二度目の正直

いおり

第1話


 目が合った瞬間、「気づかないで」と全力で祈った。



 誰にだって思い出したくない過去はある。

 その原因のほとんどは自分だ。

 

「聞いた? 営業企画の高原さん、独身だって」

 

 そう耳打ちしながら同期の舞香はニヤニヤと口角を吊り上げた。

 関西の支店で二年前に中途採用で入ったシゴデキのイケメン営業マンが、この四月から本社の企画部に異動になった──という噂はもう一ヶ月前から彼女に何度も聞かされている。今回はその続報らしい。

 

「今週から出勤しててさ、名刺渡すついでに顔見にいったら噂通りのイケメンなの! 背も高いしスタイルもいいし、あと超優しい! 同期のバカどもと違って気取ってないし、なんていうの、紳士系? 春奈、やばいよ。絶対あんたの好み。てか女はみんなああいう男が好きって感じ。ねぇ、覗いてきなよ」

「ばか、やめてよ。今はそういうのいいから」

「はぁ? なに、ほんとは彼氏欲しいってこの前うちで飲んだ時言ってたでしょ」

「あれはあれ、今回はいいの!」

「斜に構えなくていいってば」

「そうじゃなくて!」

 

 そうじゃない。そういうんじゃない。

 イケメンなのは知ってる。背が高いのも、スタイルがいいのも、優しいのも、誰よりも私が知ってる。

 だって高原くんは──。



 

「あ」

 

 社内食堂で彼と目が合った時、直線距離で十メートルは離れていた。でも昼休み真っ只中の雑踏の中、私を見て目を見開いた彼の「あ」がハッキリ聞こえた気がした。

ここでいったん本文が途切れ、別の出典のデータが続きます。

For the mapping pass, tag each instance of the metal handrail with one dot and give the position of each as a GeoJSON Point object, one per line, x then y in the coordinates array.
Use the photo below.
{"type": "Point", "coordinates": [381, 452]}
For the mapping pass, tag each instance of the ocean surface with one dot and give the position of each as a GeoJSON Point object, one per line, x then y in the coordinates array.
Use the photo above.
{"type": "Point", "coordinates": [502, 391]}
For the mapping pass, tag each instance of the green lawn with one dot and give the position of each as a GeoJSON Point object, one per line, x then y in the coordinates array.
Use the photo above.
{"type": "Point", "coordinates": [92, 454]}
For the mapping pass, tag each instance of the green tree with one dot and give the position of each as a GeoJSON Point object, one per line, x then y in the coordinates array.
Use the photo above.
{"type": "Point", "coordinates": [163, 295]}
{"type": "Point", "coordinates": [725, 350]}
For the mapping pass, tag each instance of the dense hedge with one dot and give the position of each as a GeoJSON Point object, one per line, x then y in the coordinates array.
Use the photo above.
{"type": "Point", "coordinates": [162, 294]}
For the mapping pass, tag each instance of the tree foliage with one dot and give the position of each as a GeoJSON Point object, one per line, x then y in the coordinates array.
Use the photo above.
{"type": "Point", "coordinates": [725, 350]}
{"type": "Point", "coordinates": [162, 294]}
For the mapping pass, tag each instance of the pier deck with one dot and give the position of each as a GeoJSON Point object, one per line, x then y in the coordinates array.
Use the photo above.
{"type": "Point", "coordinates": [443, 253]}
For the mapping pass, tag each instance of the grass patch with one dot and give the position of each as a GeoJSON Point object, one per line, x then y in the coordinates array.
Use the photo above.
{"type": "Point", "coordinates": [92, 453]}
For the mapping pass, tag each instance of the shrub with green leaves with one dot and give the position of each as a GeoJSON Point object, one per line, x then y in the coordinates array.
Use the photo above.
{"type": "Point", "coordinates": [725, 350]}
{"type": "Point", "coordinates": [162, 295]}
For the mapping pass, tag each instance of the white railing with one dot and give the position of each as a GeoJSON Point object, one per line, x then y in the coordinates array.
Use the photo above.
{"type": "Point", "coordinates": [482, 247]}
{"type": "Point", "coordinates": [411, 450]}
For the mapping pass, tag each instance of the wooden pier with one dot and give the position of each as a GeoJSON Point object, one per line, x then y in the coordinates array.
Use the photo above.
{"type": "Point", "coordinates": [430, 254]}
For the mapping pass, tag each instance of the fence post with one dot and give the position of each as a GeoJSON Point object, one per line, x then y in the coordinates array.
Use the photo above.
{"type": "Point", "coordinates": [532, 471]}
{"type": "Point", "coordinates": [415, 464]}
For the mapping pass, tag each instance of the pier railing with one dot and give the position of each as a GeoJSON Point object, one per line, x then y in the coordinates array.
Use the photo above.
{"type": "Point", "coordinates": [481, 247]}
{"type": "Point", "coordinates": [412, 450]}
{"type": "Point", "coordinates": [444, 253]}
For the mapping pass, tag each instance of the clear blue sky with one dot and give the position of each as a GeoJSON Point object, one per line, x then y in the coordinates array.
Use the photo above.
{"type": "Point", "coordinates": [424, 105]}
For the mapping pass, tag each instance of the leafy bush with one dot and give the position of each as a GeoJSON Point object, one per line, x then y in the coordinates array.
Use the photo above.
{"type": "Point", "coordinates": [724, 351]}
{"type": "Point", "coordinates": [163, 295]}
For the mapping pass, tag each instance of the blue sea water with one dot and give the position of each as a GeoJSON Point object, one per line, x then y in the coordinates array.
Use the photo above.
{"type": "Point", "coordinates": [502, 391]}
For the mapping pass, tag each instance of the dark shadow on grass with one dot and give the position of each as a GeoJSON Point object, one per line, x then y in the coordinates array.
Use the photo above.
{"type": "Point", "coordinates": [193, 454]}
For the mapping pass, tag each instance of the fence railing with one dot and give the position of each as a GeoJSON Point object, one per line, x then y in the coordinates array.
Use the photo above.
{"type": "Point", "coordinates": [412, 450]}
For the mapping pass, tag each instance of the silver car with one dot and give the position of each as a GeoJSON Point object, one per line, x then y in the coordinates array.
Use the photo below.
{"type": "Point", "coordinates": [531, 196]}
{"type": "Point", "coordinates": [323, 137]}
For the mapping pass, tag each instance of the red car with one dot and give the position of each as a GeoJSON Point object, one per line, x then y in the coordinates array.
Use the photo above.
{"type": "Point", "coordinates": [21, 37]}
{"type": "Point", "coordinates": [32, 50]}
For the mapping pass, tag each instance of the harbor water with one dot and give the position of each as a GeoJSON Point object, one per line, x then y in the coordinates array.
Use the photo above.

 お願い気づかないで──そんな私の願いはコンマ一秒で霧散したわけで。

 

「舞香ごめん、忘れ物した、先食べてて!」

「え!? 今日のAランチあんたの好きなチキン南蛮だけど!?」

 

 早歩きで食堂を抜け、人並みに逆らって廊下を進み、人気のない用具室の前でようやく息をつく。

 部署が違うとはいえ、同じ会社にいる以上いつか顔を合わすことになるとは思ってた。でもまさかこんなに唐突だなんて。

 残念だけど、今日のAランチセットは諦めて、コンビニでおにぎりでも買って事務所で食べよう──


「春奈ちゃん……だよね?」

「ぎゃあッ」


 ──そう決めた瞬間、背後から聞こえた声に身体が飛び上がった。

 振り返ったそこに……いた。

 イケメンで背が高くてスタイルがいい、どうしても会いたくなかった彼が。

 

 高原くんが。


「ごめん、驚かせた?」

「あ、いや、大丈夫……」


 驚きと緊張のパラメーターが振り切れた私は、「どうしてここに……」としどろもどろに続ける。高原くんは困ったような照れたような顔をした。


「あー、春奈ちゃんの姿が見えてつい追いかけて来ちゃった。同じ会社にいるのは知ってたんだけど、まさかほんとに会えるなんて……えっと、十年ぶり?」

「……十一年かも」

「そっか、中学卒業して以来だもんな。元気にしてた?」

「……うん」

「急に連絡取れなくなってびっくりした。ずっと気になってたんだ、なんかあったんじゃないかって」

「……ごめん」

「あ、いや、責めたいわけじゃなくて。ただほら……自分の彼女が急に音信不通になったら焦るだろ? 『今までありがとう』なんてメッセージだけ残して遠くに引っ越しちゃうし」


 誰にだって思い出したくない過去はある。

 その原因のほとんどは自分だ。

 っていうか〝この件〟は全部──私のせいだ。


 高原くんは中学の時、みんなの憧れの存在だった。かっこよくて、勉強もスポーツもできて、みんなに優しい人気者。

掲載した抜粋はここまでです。